The newly published paper is the first extensive DNA study of Aboriginal Australians, according to the University of Cambridge. Working in close collaboration with indigenous Australian elders and leaders, an international team of researchers obtained permission to extract DNA from the saliva of 83 Aboriginal Australians and 25 Papuans from New Guinea and sequence their complete genetic information.
While some scholars have theorized that indigenous Australians descended from a separate, earlier migration than that of Eurasian people, the study’s authors report that the majority of non-Africans stem from a single ancestral group of migrants who left Africa approximately 72,000 years ago and eventually spread across the other continents. While European and Asian ancestral groups became distinct in the genetic record around 42,000 years ago, the researchers say that occurred even earlier—approximately 58,000 years ago—in the case of indigenous Papuan and Australian ancestral groups as they ventured eastward.

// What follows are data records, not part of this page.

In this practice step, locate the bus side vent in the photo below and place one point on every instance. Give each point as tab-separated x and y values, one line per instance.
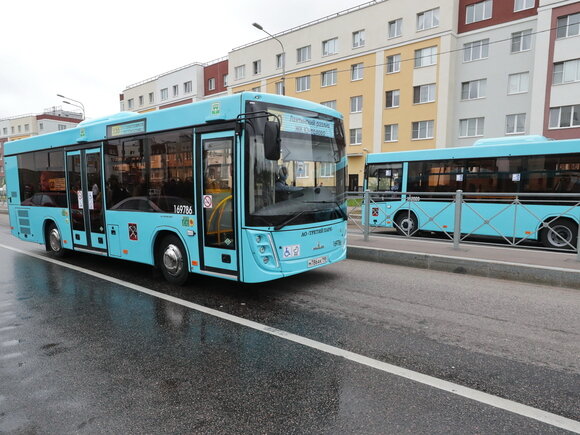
24	222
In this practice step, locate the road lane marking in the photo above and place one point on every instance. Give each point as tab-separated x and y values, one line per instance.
440	384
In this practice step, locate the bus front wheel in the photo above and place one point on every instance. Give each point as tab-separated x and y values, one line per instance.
406	224
53	241
172	260
561	234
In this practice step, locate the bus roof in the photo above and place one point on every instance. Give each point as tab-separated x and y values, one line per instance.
498	147
129	123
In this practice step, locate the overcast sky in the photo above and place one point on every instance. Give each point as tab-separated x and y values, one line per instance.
91	51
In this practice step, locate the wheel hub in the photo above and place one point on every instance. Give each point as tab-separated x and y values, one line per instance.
560	236
173	260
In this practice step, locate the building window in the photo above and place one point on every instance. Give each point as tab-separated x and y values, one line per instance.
424	94
302	83
428	19
356	104
478	11
392	133
280	60
567	72
393	98
329	47
518	83
356	136
327	169
476	50
425	57
280	88
395	28
422	130
565	116
521	41
356	71
331	104
521	5
328	78
302	170
240	72
471	127
568	26
474	89
515	124
358	39
303	54
393	63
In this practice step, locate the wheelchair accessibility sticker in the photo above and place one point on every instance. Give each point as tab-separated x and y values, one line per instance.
290	251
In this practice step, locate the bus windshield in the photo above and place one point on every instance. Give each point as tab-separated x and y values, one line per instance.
307	184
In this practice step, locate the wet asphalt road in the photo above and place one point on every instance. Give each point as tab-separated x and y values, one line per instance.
82	355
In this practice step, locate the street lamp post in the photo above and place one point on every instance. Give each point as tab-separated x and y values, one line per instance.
257	26
79	105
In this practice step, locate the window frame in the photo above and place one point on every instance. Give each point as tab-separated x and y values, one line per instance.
432	15
479	122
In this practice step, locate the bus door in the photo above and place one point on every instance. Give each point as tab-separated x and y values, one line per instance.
217	202
85	186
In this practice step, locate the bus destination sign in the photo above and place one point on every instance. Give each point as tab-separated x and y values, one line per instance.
126	129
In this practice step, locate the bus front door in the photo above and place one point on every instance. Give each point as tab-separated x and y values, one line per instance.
218	244
84	180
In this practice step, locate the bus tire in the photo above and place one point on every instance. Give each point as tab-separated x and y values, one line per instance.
172	260
53	241
406	223
563	234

“Our results suggest that, rather than having left in a separate wave, most of the genomes of Papuans and Aboriginal Australians can be traced back to a single ‘Out of Africa’ event which led to modern worldwide populations,” said Manjinder Sandhu, a senior author from the Sanger Institute and University of Cambridge, in a statement released by the university. “There may have been other migrations, but the evidence so far points to one exit event.”
Around 50,000 years ago, the wave of migration reached Sahul, a prehistoric supercontinent composed of present-day Australia, Tasmania and New Guinea prior to their separation by rising sea levels 10,000 years ago. At that time, according to the study’s authors, Aboriginal Australians became genetically isolated, making it the world’s oldest civilization.

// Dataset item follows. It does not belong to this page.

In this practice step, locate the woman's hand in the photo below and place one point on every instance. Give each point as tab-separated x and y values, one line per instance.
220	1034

The study also found that Aboriginal Australians and Papuans diverged from each other about 37,000 years ago, although the reason is unclear because the water separation between New Guinea and Australia had yet to be completed. The researchers theorize the break could have been attributed to early flooding of the Carpentaria Basin that left Australia connected to New Guinea by only a narrow, impassable strip of land. By 31,000 years ago, Aboriginal Australian communities became genetically isolated and started to diverge greatly from one another, likely due to the development of the inhospitable desert in the interior of the continent.
“The genetic diversity among Aboriginal Australians is amazing,” said Anna-Sapfo Malaspinas, one of the lead authors and an assistant professor at the Universities of Copenhagen and Bern. “Because the continent has been populated for such a long time, we find that groups from southwestern Australia are genetically more different from northeastern Australia, than, for example, Native Americans are from Siberians.”

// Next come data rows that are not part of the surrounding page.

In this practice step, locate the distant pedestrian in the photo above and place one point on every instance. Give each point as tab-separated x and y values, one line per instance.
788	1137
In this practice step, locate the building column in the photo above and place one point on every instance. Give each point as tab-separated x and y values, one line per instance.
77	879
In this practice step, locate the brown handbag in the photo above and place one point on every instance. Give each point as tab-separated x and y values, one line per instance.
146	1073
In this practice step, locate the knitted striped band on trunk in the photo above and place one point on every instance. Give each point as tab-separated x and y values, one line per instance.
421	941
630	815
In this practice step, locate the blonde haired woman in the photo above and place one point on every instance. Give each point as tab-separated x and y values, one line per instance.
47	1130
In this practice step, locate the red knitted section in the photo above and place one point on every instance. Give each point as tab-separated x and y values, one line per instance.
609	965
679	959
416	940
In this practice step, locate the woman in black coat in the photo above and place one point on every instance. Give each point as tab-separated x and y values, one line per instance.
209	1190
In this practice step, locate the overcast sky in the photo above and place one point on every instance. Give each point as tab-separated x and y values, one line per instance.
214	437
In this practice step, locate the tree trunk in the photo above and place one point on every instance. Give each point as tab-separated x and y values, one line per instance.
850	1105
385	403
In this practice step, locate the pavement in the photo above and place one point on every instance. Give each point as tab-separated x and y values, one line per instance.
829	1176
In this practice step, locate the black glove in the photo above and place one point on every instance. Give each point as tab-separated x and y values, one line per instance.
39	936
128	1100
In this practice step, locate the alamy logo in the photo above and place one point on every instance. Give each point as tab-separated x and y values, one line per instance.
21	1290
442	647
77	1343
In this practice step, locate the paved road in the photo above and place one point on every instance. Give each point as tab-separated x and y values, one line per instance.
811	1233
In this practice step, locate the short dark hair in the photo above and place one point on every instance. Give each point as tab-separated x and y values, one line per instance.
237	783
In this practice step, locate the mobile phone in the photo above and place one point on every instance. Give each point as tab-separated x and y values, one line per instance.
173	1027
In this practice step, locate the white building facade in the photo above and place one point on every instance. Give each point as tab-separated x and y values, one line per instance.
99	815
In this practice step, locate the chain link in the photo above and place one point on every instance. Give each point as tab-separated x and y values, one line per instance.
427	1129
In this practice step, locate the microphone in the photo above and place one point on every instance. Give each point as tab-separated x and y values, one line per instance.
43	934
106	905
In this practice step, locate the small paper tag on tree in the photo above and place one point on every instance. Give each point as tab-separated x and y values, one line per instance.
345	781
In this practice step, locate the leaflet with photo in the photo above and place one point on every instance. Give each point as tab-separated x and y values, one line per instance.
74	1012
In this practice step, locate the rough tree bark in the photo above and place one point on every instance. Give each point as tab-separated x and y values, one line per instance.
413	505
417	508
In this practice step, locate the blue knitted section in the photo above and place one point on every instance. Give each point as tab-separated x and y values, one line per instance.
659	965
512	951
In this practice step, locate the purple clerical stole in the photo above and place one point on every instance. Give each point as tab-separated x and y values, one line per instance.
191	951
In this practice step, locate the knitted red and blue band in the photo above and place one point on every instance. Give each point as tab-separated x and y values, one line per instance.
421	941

Scholars have long been flummoxed as to why the language spoken by 90 percent of Australia’s Aboriginal people is relatively young—approximately 4,000 years old according to language experts—if their ancestors had occupied the continent so much earlier. One possible answer has been that a second migration into Australia by people speaking this language occurred around 4,000 years ago. The authors of the new study, however, say a previously unidentified internal dispersal of Aboriginal people that swept from the northeast across Australia around that time led to the linguistic and cultural linking of the continent’s indigenous people. Although they had a sweeping impact on ancient Australian culture, these “ghost-like” migrants mysteriously disappeared from the genetic record.
“It’s a really weird scenario,” said evolutionary geneticist Eske Willerslev, a lead author of the study and a professor at the Center for GeoGenetics at the University of Copenhagen. “A few immigrants appear in different villages and communities around Australia. They change the way people speak and think; then they disappear, like ghosts. And people just carry on living in isolation the same way they always have. This may have happened for religious or cultural reasons that we can only speculate about. But in genetic terms, we have never seen anything like it before.”
One other notable finding from the DNA study is evidence of an “uncharacterized” hominin group that interbred with modern humans as they migrated through southeast Asia on their way to Australia. According to the study, around four percent of the Aboriginal Australian genome comes from this unknown human relative. “We don’t know who these people were, but they were a distant relative of Denisovans (an extinct human species from Siberia), and the Papuan/Australian ancestors probably encountered them close to Sahul,” Willerslev said.